Mr. Major : As I said earlier, if there is a need for wage restraint throughout industry to ensure greater competitiveness, it must apply at the top as well as at the bottom. I am happy to reiterate that.
Mr. Robert Sheldon : Does the Chancellor realise that we are now two years into the counter-inflationary strategy of relying on high interest rates? Does he realise that, by increasing the retail prices index--which is what high interest rates have done, through mortgage interest rates, quite apart from the other factors--the Government are now relying on exhortation, and that exhortation will not be enough as the RPI rises?
Mr. Ian Taylor : Does my right hon. Friend agree that the most sensitive guides to the direction that inflation is taking is not the latest RPI figure but the movement of monetary aggregates? Will he confirm that there has been a steady decline in monetary aggregates over the past six months--particularly in MO but also in M4? Does he agree that that is a good sign that he has got inflation under control and that the Government's policies are working at last?
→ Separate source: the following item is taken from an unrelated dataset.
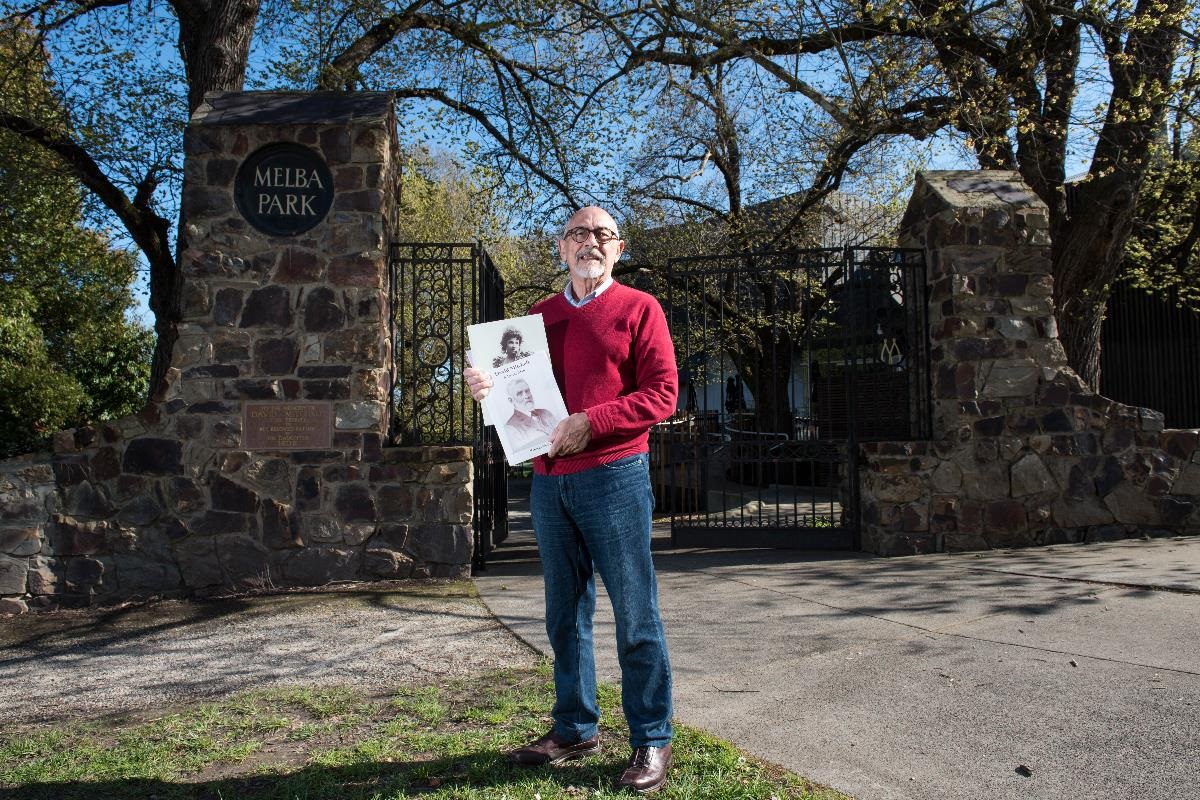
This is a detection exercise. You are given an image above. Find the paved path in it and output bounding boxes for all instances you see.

Mr. Major : I strongly agree with my hon. Friend's view. The reduction in MO has occurred over the past six months or so and the reduction in broad money has continued throughout this year in each and every month since January.
Mr. Flannery : Like his predecessor, the Chancellor is constantly explaining to us that he is trying to bring down the rate of inflation. Why does he talk as though it was an act of God that caused inflation? Why does not he admit that the Government did it? Why is it that, with the bonus of North sea oil, which no other country in Europe has enjoyed, our inflation rate is higher than those of our European counterparts--in some cases twice as high?
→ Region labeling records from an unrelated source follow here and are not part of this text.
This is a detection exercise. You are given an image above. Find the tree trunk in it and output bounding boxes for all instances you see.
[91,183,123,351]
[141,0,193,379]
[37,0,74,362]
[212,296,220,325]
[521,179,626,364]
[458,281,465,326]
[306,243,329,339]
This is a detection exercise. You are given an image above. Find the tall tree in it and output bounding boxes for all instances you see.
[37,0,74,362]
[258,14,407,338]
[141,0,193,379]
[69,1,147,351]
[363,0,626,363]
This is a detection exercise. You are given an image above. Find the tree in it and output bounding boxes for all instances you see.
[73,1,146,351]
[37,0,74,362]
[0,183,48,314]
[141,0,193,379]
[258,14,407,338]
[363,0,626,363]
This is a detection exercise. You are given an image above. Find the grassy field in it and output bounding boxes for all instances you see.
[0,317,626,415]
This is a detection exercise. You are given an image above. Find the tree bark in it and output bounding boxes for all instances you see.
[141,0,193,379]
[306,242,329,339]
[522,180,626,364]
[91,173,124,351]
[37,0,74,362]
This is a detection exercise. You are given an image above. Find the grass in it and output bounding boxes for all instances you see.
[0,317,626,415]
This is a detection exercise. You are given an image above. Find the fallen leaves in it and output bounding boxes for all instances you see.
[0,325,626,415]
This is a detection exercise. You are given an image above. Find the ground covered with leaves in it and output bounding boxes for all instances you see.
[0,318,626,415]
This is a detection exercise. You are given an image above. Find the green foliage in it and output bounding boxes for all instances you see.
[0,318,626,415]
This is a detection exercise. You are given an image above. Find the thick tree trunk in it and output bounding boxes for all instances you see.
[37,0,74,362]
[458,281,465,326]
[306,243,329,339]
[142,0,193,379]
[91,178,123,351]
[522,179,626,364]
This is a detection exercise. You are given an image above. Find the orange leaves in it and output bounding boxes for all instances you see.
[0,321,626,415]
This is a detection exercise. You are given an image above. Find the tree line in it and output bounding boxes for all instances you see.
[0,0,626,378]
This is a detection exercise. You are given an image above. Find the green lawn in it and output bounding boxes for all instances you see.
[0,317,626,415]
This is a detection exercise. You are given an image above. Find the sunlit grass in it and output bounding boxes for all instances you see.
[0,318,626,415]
Mr. Major : At no stage have I placed the blame where the hon. Gentleman suggests I have. The problem that created inflation was excessive demand, as I have repeatedly stated. That is accepted by commentators and it is broadly accepted by hon. Members on both sides of the House. As a result of monetary policy, demand is falling away, and inflation will come down as well.
Mr. Coombs : Will my right hon. Friend confirm not only that investment in this country has risen by 40 per cent. in the past three years but that in the past 10, investment in the United Kingdom has risen faster than in any other industrialised country except for Japan? Will he also confirm that, on current trends, investment in the United Kingdom economy in 1990 will be no less than 40 per cent. greater, in real terms, than it was in the so-called halcyon days of the previous Labour Government?
Mr. Cousins : When the Minister meets the Governor of the Bank of England, will he be reinforcing the view of the Secretary of State for Trade and Industry that there is a deal-making culture in the City that hurts industry and investment?
Mr. Jacques Arnold : When my hon. Friend meets the Governor of the Bank of England, will he discuss with him the fact that the greater proportion of foreign investment coming into the EEC comes to Britain, as opposed to the continental countries?
Mr. Norman Lamont : A period of high interest rates and slow output growth is necessary to defeat inflation. The precise effect of this on unemployment depends crucially on whether wages growth slows as well.
Mr. Thompson : Is the Minister aware that the principal reason for the present large number of bankruptcies is high interest rates? What words of comfort can he give to firms teetering on the brink of collapse?
Mr. Lamont : As my right hon. Friend has repeatedly made clear, a slowdown is necessary so that we can get on top of inflation, and continuing high inflation would do immense damage to all companies, and it is essential for their prospects that we get inflation down.